Nautilus

Big Data Is for the Birds

In Ithaca, New York, a virtual machine in a laboratory at the Cornell Lab of Ornithology sits in the night, humming. The machine’s name is Bubo, after the genus for horned owls. About every five minutes, Bubo grabs an image from Northeast weather radar stations, and feeds it through a pipeline of artificial-intelligence algorithms. What does this radar image show me? Bubo asks. Is it rain? Are these insects? Could it be pollen? Bubo doesn’t care about those things; all it wants to see are birds in flight. To find them, Bubo analyzes the velocity and direction of targets seen by the radar station. Bubo knows birds have a velocity different from wind and insects, and filters those out. Now Bubo sees only birds. But how dense are they? How fast are they going? How high in the sky are they flying?
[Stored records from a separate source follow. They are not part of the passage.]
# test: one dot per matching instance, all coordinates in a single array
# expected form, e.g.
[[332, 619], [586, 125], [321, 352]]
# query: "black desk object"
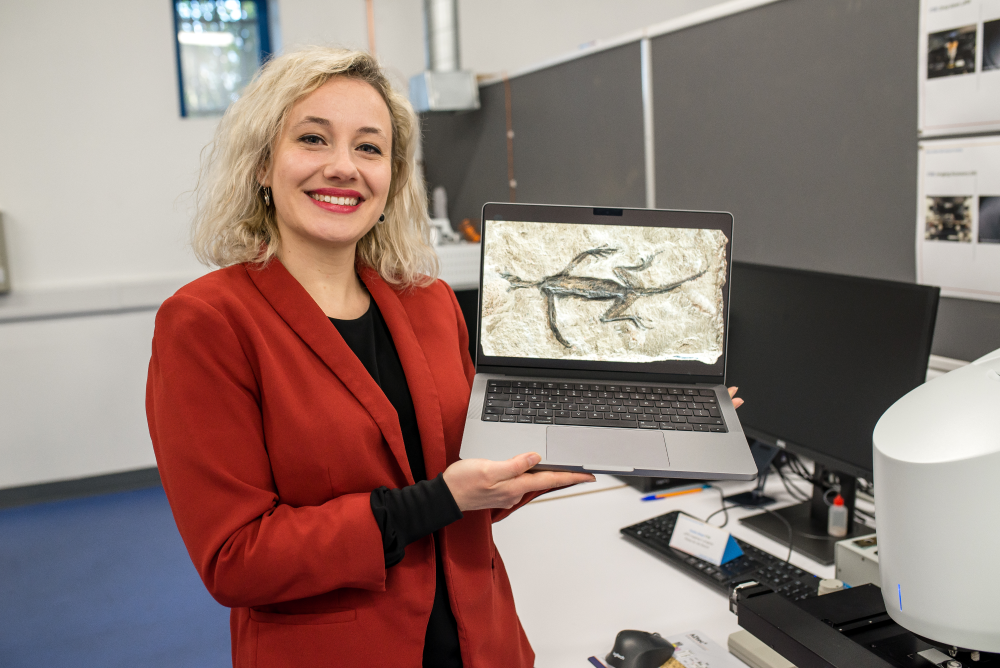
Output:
[[755, 565], [845, 629]]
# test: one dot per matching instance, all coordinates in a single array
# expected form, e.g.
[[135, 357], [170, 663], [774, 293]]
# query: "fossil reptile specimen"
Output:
[[622, 292]]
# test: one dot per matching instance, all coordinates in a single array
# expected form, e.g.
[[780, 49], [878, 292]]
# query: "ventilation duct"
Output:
[[443, 86]]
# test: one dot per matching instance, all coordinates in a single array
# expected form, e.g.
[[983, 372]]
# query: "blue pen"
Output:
[[664, 495]]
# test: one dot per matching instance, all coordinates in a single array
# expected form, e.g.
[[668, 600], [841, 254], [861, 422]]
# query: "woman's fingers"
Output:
[[515, 466], [737, 402], [542, 480]]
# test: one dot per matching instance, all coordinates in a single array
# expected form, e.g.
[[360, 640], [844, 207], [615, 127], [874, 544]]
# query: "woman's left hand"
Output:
[[737, 402]]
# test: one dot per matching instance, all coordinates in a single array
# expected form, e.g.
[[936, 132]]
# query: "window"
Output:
[[220, 45]]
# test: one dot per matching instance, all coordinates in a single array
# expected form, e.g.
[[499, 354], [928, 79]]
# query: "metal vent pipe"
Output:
[[441, 30], [443, 86]]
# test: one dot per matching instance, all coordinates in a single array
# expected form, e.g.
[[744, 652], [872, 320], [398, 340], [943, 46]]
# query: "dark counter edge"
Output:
[[61, 490]]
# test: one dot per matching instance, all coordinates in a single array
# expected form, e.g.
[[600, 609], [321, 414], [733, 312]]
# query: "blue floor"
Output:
[[105, 582]]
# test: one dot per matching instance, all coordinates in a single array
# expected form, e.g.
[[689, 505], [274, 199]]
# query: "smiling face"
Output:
[[331, 167]]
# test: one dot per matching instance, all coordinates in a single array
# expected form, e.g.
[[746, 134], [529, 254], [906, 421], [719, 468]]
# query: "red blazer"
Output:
[[270, 436]]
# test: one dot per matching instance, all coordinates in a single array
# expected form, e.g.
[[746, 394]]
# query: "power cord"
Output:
[[724, 509]]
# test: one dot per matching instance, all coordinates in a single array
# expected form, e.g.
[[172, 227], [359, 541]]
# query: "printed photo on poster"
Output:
[[991, 45], [989, 219], [951, 52], [949, 219], [959, 67], [958, 217]]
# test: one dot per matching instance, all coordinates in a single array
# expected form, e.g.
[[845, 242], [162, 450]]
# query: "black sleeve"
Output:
[[410, 513]]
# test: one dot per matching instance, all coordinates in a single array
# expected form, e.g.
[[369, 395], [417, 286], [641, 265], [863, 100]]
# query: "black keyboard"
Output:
[[664, 407], [757, 565]]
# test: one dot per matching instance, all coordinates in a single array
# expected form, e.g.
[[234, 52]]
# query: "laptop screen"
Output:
[[620, 290]]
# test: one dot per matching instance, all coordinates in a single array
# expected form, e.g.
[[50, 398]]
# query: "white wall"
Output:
[[95, 164]]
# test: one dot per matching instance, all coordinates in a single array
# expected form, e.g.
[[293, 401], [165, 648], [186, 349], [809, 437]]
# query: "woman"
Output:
[[306, 401]]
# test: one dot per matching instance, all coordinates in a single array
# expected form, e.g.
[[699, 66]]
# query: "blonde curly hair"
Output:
[[233, 224]]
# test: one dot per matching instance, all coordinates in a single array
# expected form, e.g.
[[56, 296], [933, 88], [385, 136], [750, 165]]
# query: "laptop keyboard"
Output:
[[672, 408]]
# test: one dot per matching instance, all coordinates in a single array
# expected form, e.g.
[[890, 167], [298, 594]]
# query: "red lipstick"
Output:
[[336, 192]]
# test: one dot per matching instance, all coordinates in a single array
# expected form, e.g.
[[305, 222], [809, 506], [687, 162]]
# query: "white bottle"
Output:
[[836, 524]]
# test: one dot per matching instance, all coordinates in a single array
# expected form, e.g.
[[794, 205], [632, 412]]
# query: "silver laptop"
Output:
[[601, 342]]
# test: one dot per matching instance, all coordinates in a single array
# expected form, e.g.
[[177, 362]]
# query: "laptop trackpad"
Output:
[[606, 448]]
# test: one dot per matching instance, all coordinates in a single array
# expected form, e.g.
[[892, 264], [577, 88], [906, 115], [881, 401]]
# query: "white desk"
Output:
[[577, 581]]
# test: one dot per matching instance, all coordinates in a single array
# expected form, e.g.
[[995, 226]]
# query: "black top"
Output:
[[410, 513]]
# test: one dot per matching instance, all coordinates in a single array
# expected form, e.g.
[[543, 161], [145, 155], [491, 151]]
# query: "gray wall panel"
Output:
[[578, 138], [800, 118], [578, 131], [466, 153]]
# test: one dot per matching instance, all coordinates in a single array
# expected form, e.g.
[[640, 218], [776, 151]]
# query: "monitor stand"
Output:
[[808, 521]]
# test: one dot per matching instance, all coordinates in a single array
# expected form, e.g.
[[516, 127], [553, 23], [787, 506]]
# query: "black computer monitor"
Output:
[[818, 358]]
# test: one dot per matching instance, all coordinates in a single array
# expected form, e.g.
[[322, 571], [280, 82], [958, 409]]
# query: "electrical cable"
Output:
[[792, 490], [725, 511]]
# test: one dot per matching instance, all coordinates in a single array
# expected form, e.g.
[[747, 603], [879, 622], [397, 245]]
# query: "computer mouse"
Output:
[[639, 649]]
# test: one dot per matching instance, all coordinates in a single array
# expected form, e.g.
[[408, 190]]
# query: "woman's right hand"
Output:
[[481, 483]]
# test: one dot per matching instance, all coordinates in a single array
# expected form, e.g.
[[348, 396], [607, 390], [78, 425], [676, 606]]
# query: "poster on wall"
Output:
[[958, 217], [959, 72]]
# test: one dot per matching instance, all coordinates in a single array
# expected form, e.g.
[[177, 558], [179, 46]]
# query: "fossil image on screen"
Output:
[[602, 292]]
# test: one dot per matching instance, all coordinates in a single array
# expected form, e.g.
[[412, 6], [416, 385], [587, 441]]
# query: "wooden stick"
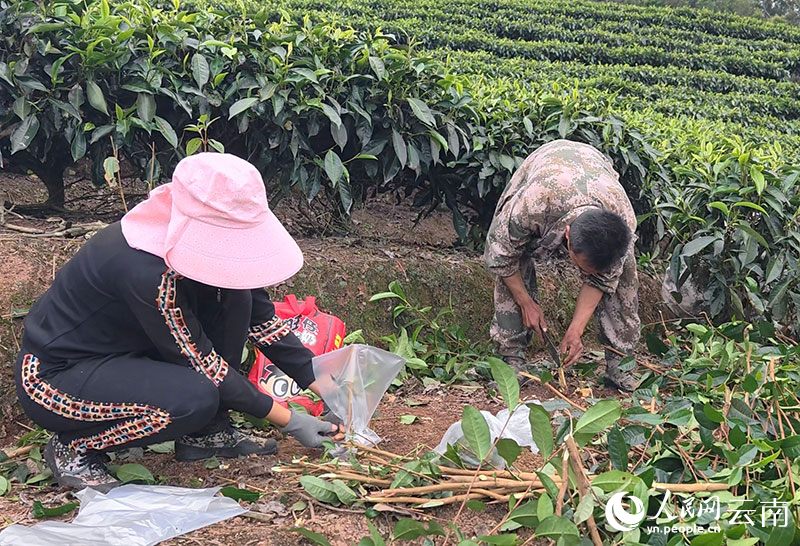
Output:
[[376, 451], [422, 500], [553, 390], [258, 516], [691, 487], [450, 486], [562, 381], [19, 451], [583, 486], [496, 482], [564, 483], [498, 473], [356, 478]]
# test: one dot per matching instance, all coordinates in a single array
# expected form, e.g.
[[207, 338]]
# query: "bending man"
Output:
[[565, 195]]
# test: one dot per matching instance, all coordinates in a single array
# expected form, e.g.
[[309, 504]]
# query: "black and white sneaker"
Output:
[[78, 470], [228, 443]]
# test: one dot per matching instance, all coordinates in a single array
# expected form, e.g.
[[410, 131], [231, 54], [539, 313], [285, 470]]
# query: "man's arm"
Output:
[[588, 300]]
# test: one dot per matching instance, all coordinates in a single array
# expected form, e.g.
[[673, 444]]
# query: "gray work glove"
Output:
[[308, 430], [329, 416]]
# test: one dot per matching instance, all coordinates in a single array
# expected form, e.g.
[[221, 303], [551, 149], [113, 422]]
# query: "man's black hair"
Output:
[[601, 237]]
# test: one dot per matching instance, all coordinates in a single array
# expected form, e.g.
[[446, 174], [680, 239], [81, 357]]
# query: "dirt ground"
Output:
[[28, 265]]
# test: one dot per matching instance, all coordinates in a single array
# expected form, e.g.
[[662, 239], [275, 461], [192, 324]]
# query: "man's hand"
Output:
[[572, 346], [533, 318]]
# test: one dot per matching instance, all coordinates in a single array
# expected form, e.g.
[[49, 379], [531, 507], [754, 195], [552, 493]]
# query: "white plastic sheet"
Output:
[[518, 429], [352, 380], [130, 515]]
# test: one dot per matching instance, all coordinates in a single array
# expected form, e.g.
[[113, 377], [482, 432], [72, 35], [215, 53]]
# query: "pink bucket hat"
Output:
[[212, 224]]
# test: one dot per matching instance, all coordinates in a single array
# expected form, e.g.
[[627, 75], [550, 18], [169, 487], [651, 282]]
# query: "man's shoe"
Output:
[[622, 381], [517, 363], [78, 470], [228, 443]]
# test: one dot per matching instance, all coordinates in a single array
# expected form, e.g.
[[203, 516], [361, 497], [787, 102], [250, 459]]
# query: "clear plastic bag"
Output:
[[352, 380], [130, 515], [518, 429]]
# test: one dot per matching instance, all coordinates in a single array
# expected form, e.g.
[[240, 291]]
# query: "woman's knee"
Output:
[[198, 402]]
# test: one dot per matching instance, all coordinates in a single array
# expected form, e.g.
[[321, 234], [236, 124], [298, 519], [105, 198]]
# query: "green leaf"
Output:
[[134, 472], [524, 515], [719, 205], [217, 145], [549, 485], [146, 106], [713, 414], [544, 507], [377, 539], [750, 205], [617, 449], [791, 446], [758, 179], [24, 134], [584, 509], [376, 63], [383, 296], [212, 463], [506, 380], [408, 529], [613, 480], [345, 192], [96, 98], [193, 145], [21, 107], [333, 167], [307, 73], [319, 489], [241, 105], [506, 539], [476, 432], [422, 111], [400, 149], [110, 169], [78, 147], [332, 114], [696, 245], [39, 511], [240, 494], [200, 69], [599, 417], [344, 493], [541, 429], [166, 131], [311, 536], [509, 450], [559, 529]]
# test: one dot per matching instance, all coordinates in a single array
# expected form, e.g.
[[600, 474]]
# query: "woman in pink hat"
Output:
[[140, 337]]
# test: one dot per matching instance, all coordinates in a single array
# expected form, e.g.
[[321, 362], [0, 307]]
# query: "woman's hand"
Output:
[[310, 431]]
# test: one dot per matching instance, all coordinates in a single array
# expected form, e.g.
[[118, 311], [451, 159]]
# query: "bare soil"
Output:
[[382, 244]]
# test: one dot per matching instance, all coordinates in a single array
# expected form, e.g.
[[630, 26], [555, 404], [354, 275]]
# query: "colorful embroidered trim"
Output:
[[268, 332], [141, 420], [211, 365]]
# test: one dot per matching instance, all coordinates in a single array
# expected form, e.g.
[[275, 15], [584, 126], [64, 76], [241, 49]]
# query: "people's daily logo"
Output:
[[619, 517]]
The machine makes these calculations and creates an image of countless birds in flight, traveling under cover of darkness.

“If we could see at night, we would see millions of birds flying overhead,” says Thomas Dietterich, a professor of computer science at Oregon State University, who works with the Cornell Lab of Ornithology. Black-chinned hummingbirds fly along the Mexican coast on their way to Alaska. Yellow-throated vireos soar over the Gulf Coast, headed to Ontario. Olive-and-yellow flycatchers sail across Central America, bound for the Northwest Territories. “It’s just so awe-inspiring that there’s this huge, secret thing happening that we’re unaware of.”